MANADO, SULUT - Wakil Gubernur Sulawesi Utara membacakan sambutan Menteri Pemuda dan Olahraga Republik Indonesia Erick Thohir dalam upacara peringatan Hari Olahraga Nasional (HAORNAS) 2026, Rabu (9/9/2026).
Dalam sambutan tersebut, Erick menegaskan bahwa olahraga bukan sekadar aktivitas fisik maupun ajang mengejar prestasi, melainkan investasi jangka panjang untuk membangun manusia Indonesia yang sehat, tangguh dan produktif.
“Olahraga adalah investasi bangsa, bukan biaya,” demikian pesan Menpora yang dibacakan Wakil Gubernur Sulut.
HAORNAS 2026 mengusung tema “Menuju Masyarakat Aktif dan Bugar!”. Tema tersebut diharapkan menjadi gerakan bersama sekaligus bagian dari agenda pembangunan nasional.
Dalam sambutan Menpora yang dibacakan Wagub, pemerintah didorong mengubah paradigma pembangunan kesehatan.
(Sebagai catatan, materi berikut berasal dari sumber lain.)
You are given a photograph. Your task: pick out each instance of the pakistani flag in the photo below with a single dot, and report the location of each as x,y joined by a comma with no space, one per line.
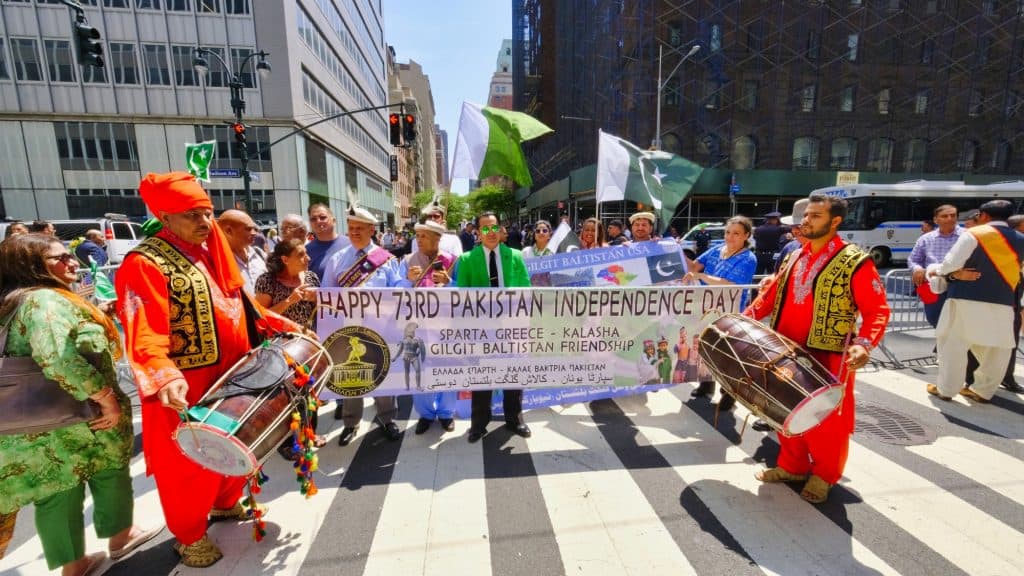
198,158
650,177
488,140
Masyarakat tidak hanya ditangani ketika sakit, tetapi perlu dibangun agar memiliki kebiasaan hidup aktif sehingga mampu menjaga kesehatan dan kebugaran.
Menpora juga menekankan lima arah kebijakan strategis. Pertama, menjadikan olahraga sebagai bagian dari pembangunan kesehatan dan peningkatan kualitas sumber daya manusia.
Kedua, pemerintah daerah harus menjadi motor utama gerakan masyarakat aktif dan bugar melalui penyediaan ruang publik, fasilitas olahraga, jalur pejalan kaki dan jalur bersepeda yang mudah, murah, aman serta inklusif.
Ketiga, olahraga harus hadir dalam kehidupan sehari-hari, baik di sekolah, tempat kerja, desa dan kelurahan, ruang publik maupun keluarga.
Kegiatan Car Free Day juga diminta dimanfaatkan untuk membangun budaya masyarakat aktif, bukan sekadar kegiatan seremonial.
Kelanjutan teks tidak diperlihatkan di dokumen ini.